The Nevada County Deputy District Attorney and Public Defenders Association has endorsed Jennings, as they did Alkire in 2014. James Morris, a deputy DA and former president of that organization, wrote a letter in support of Jennings that was printed as a campaign ad for Jennings in the local paper. Just a few weeks later, Walsh “reassigned” Morris from felonies to misdemeanors.

***

I am not an experienced investigative reporter. I didn’t know anything about the law until two months ago, and I barely even knew what a District Attorney was or did, and I definitely barely cared. I wrote this story because no one else was writing it, and I wanted the people of the county where I live to know what the District Attorney no one ever thought about, including me, was actually like. I wanted people to think about how government goes wrong, how boring and small and easy to ignore that can be, and why, although it can often seem like the system is so corrupt that everything is just one corrupt flavor, that lying is real, and people are still allowed to react to it.

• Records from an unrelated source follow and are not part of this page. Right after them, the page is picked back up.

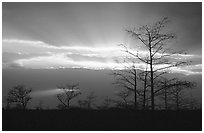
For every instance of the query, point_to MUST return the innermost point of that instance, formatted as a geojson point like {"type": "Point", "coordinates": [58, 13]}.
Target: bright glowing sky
{"type": "Point", "coordinates": [86, 35]}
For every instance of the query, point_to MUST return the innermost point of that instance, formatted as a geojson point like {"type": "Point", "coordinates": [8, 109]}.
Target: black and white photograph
{"type": "Point", "coordinates": [102, 66]}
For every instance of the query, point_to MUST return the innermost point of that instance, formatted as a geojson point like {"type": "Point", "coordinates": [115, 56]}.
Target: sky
{"type": "Point", "coordinates": [86, 35]}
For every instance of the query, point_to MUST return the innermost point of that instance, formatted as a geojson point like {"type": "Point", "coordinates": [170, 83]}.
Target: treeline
{"type": "Point", "coordinates": [150, 65]}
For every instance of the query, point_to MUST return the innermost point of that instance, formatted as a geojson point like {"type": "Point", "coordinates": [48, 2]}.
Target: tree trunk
{"type": "Point", "coordinates": [135, 89]}
{"type": "Point", "coordinates": [144, 92]}
{"type": "Point", "coordinates": [165, 98]}
{"type": "Point", "coordinates": [152, 79]}
{"type": "Point", "coordinates": [68, 104]}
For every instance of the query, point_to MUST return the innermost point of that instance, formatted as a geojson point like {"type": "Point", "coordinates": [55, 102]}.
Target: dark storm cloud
{"type": "Point", "coordinates": [99, 24]}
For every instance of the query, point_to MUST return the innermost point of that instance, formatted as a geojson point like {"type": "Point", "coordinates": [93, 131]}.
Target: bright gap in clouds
{"type": "Point", "coordinates": [54, 57]}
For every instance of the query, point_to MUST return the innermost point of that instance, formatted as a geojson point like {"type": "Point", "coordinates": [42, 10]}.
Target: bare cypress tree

But even as I was finishing the story and pretty satisfied with it, I was still annoyed that I couldn’t get a stronger refutation on the claim that Jennings had refused to participate in a murder investigation. I mean, honestly, Jennings is a born prosecutor. I bet he wishes every single minute of his life could be spent trying a murderer.

Then, one afternoon, I saw the defense attorney I’d been trying to contact, Greg Klein, walking down the street. The trial for the murder investigation Jennings had supposedly refused to participate in was going on now, and Klein was defending one of the accused. I ran to catch up to him. “I’m Sarah Miller,” I said. “I’ve been trying to call you.”

“What do you want to know?” he said. He was in his mid-50s, carefully dressed, especially for these parts, with a cheeky pink tie and slick silver hair, a brasher, stockier, Richard Gere. “You have got me between here and the courthouse.”

“About Chris Walsh,” I began.

“I called him a liar, that’s on the court record, and I’d like to add that, in my opinion, he’s morally bankrupt.”

The gold clock showed it was one in the afternoon, and he went inside to defend his client.